A year later, facing legal challenges over the name “Wildfire,” they changed the name to 10 Barrel Brewing. Over the years 10 Barrel hit familiar milestones for a growing and popular northwest brewery: opening a pub, expanding into a 50-barrel production brewery, earning a number of Great American Beer Festival medals, hiring high-profile brewers away from other breweries and opening a satellite brewpub in Boise.

In 2014 everything changed. In late October the news broke that corporate brewing giant Anheuser-Busch InBev was acquiring 10 Barrel (ironically, within a week of the release of Bend Beer detailing their pre-acquisition history). This decision was not without controversy; as The Bulletin noted a year after the sale, “the reaction in craft-beer circles was almost universally negative, and the criticism on social media was deafening.”

Fast-forward nearly three years. The corporate backing has allowed the brewery to expand to include pubs in Portland, Denver and soon San Diego. Their distribution footprint increased to include several Midwest and East Coast markets. Production of their core brands has grown accordingly, and their barrel and sour beer program in particular received a big boost.
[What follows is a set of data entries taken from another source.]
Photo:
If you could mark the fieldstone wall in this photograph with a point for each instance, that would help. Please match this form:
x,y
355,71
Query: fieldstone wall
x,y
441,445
For instance, their two year-round sour ales available in cans, Cucumber Crush and Raspberry Crush, were previously only available as seasonal specialties. The Fancy Beer Series is their experimental playground for releasing high concept beers, such as last year’s Rose Bois, a three-year barrel-aged Belgian-inspired wild ale, and more recently, Spiral Staircase, a complex cherry Baltic porter.

Their latest brewery expansion in northeast Bend more than doubles their size and increases their annual capacity to 120,000 barrels. (The Oregon Liquor Control Commission reports that 10 Barrel sold 43,561 barrels of beer in Oregon in 2016.) This expansion includes a second pub, the grand opening of which culminates this weekend for their 10th anniversary celebration.
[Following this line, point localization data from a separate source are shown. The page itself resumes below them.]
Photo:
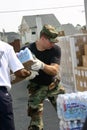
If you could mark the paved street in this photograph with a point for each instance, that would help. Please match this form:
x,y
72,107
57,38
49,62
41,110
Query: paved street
x,y
20,96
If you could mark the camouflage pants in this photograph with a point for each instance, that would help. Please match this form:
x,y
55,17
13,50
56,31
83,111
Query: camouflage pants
x,y
37,95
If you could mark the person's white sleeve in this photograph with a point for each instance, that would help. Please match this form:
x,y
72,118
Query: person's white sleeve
x,y
37,65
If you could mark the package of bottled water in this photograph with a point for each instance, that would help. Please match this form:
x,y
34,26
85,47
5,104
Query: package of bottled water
x,y
70,125
72,106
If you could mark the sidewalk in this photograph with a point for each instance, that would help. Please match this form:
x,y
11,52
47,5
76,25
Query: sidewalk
x,y
20,97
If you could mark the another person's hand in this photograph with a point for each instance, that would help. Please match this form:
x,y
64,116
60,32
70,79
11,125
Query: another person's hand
x,y
23,73
37,65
The party starts at 4 p.m. on Saturday at the new pub and expanded brewing facility located on NE 18th Street. The event is free and family-friendly and will feature live music from bands including De La Soul, Rubblebucket, and Brent Amaker and The Rodeo. And, of course, there will be beer.

The core beer lineup will be pouring, including Apocalypse IPA, Pub Beer, the Crush series and Sinistor Black Ale. Seasonals and specialties will be pouring as well, including special 10th anniversary beers as well as Code 24, a reimagining of the brewery’s very first beer, Code 24 Pale Ale.
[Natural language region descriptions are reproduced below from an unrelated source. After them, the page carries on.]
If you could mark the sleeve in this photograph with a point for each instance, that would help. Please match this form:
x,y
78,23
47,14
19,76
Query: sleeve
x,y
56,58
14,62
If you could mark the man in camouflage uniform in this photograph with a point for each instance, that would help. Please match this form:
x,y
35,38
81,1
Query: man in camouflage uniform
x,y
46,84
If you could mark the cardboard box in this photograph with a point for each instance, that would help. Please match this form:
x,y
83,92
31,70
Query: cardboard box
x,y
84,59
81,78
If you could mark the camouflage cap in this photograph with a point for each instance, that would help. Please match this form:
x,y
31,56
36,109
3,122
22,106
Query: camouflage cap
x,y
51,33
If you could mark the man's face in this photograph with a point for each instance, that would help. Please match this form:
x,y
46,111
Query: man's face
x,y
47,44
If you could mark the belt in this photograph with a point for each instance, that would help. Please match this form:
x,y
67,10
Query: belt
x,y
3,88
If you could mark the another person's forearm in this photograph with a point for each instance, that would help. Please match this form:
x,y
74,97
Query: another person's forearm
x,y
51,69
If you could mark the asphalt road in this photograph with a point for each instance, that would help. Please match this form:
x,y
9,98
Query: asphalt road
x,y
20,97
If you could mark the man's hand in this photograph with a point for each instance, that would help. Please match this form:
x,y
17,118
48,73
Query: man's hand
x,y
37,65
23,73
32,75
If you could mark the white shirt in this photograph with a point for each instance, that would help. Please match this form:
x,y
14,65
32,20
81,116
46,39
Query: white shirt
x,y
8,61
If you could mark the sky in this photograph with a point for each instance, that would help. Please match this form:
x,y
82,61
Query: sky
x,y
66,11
10 Barrel has in fact released four versions of Code 24 since the beginning of the year. The first batch variation was dubbed “Old School” and based on the original recipe. It was followed up by two fruitier variations, designated “Bitter Orange” and “Juicy Citrus.” The fourth and final batch release is described as a “classic pine-flavored version created with Simcoe and Chinook hops.”

Four special anniversary beers will be pouring Saturday night, each brewed exclusively for the party by the head brewers from Bend, Portland, Boise and Denver. Abuelita, from Denver, is a cream ale brewed with guava; Freak Alley from Boise is a session IPA brewed with Comet, Chinook, and Mosaic hops; Portland’s 10th Anniversary IPA is brewed with Citra, Mosaic and Galaxy hops; and from Bend comes Sweet Cherryot, a cherry sour ale.

Beers will cost $3 individually, or for $10 guests will receive a limited-edition pint glass with two beers. Proceeds from beer sales will be donated to local charities.

— Jon Abernathy is a local beer blogger and brew aficionado. His column appears every other week in GO!